I looked around at the other drivers as if to say, “See, people? Seattle is awesome. We are so cool. (And we’re going to the Super Bowl!!!).” I was pumped.
Sitting on the passenger seat next to me was my current fave book, This Means This, This Means That: A User’s Guide to Semiotics. Semiotics is the theory of symbols. Objects can be symbols (think: horseshoes as a symbol of luck). Letters are also symbols. Words are a collection of letters that form an object that we call a word. Numbers are also symbols. A symbol has meaning because we give it meaning.
The basic construct of any symbol is as follows (stick with me…know I’m going Professor Mills on you here with all this talk of semiotics):
sign + signifier = signified
We know a table is a table because, at some point, someone pointed at a table and said, “Table.” Ditto for every other word we know. Double ditto for numbers. A 2 is a 2 because our preschool teacher said, “That’s a 2, kids.”
What does this have to do with Ryan Lewis’ flag and what, in turn, does that have to do nonprofit marketing, you ask? Everything. First, Ryan’s flag: The ‘206’ on Ryan’s flag meant something to me because I know that 206 is Seattle’s area code. The ‘206’ was a sign. The signifier, to me, was ‘Seattle area code’. The signified was, “Seattle is awesome and cool, and MackLewis love us.
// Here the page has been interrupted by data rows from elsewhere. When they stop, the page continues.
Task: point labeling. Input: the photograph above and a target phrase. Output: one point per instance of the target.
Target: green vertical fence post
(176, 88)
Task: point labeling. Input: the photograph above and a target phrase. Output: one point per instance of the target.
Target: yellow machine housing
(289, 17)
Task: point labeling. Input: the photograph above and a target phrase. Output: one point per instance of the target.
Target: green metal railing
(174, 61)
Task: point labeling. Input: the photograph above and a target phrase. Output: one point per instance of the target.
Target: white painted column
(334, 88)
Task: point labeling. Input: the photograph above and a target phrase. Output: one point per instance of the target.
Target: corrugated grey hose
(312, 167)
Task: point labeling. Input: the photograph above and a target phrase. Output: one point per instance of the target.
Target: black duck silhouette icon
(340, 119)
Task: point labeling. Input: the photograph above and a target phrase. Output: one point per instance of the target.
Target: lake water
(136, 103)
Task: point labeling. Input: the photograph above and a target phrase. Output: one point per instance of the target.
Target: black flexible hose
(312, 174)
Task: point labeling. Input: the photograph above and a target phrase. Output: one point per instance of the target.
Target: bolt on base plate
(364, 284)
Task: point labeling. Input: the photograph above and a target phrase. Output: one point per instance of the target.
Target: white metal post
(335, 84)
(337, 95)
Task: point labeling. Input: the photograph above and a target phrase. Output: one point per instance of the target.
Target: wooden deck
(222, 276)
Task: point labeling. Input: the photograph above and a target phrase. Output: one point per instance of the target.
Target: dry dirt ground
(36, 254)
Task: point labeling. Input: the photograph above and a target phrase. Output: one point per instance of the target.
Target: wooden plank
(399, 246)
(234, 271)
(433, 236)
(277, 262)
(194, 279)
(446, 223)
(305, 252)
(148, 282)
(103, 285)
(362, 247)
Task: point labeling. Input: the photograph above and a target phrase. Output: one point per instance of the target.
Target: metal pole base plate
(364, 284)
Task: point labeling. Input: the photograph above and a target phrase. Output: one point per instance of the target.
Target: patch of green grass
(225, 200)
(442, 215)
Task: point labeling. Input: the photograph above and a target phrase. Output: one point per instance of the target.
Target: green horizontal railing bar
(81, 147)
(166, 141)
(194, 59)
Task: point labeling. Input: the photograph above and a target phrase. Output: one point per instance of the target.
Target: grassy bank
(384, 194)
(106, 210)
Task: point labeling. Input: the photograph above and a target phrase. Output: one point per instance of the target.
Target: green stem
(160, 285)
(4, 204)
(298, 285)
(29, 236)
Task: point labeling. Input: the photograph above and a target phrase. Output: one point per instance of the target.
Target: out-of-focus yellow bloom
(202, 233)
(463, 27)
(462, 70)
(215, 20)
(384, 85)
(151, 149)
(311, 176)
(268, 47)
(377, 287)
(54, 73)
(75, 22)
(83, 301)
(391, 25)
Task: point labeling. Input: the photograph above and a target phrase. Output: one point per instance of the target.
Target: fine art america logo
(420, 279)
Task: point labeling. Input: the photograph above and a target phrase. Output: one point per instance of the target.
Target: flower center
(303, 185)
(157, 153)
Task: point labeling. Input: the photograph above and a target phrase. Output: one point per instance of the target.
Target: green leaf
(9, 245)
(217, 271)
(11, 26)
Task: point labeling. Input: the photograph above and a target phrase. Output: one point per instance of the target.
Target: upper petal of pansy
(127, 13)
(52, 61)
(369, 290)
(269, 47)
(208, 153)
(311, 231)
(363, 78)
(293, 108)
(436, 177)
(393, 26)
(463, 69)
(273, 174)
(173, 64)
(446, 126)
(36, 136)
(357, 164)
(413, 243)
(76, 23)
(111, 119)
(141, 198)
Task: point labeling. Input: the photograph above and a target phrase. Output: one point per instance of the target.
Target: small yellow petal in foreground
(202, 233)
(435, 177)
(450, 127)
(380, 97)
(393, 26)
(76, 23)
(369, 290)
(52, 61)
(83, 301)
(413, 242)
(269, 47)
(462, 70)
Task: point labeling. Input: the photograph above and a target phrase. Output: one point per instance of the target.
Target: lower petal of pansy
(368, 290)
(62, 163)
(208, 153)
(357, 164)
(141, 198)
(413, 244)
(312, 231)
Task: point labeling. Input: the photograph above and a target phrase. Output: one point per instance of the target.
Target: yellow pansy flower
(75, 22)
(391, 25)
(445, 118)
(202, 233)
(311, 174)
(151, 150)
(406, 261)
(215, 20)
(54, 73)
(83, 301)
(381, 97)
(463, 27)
So there.”
No one (or at least very few people) in the cars around me likely knew Seattle’s area code. Therefore, the 206 signified something entirely different to me than it did to them. Sign was the same. Signifier was different (just a collection of three numbers). Therefore, the signified was totally different. Whereas I was all puffed up with pride over the 206 symbol being there loud and proud smack in the middle of Hollywood, it meant nothing to the other drivers. They probably didn’t even notice.
Now what does this have to do with you and your marketing efforts? You send out annual reports, newsletters, appeals, blog posts, etc all the time. Those pieces are a collection of symbols–pictures, words, numbers. You likely assume that what those symbols signify to you–the creator of the piece–is the same as what they signify to your reader, donor, volunteer, fan. That’s an erroneous assumption.
That great graphic you worked so hard to pull together that shows how many people you served in 2013? Unless you give it meaning, unless you make it clear to your donors that it signifies the change they helped create in the world, it’s nothing more than the 206 on Ryan’s flag was to my fellow drivers. Meaningless.
The moral of the story? Make sure the symbols you are putting out to the world–the symbols that speak to your mission, your vision, your values, your impact–signify the same thing to your supporters and fans as they do to you.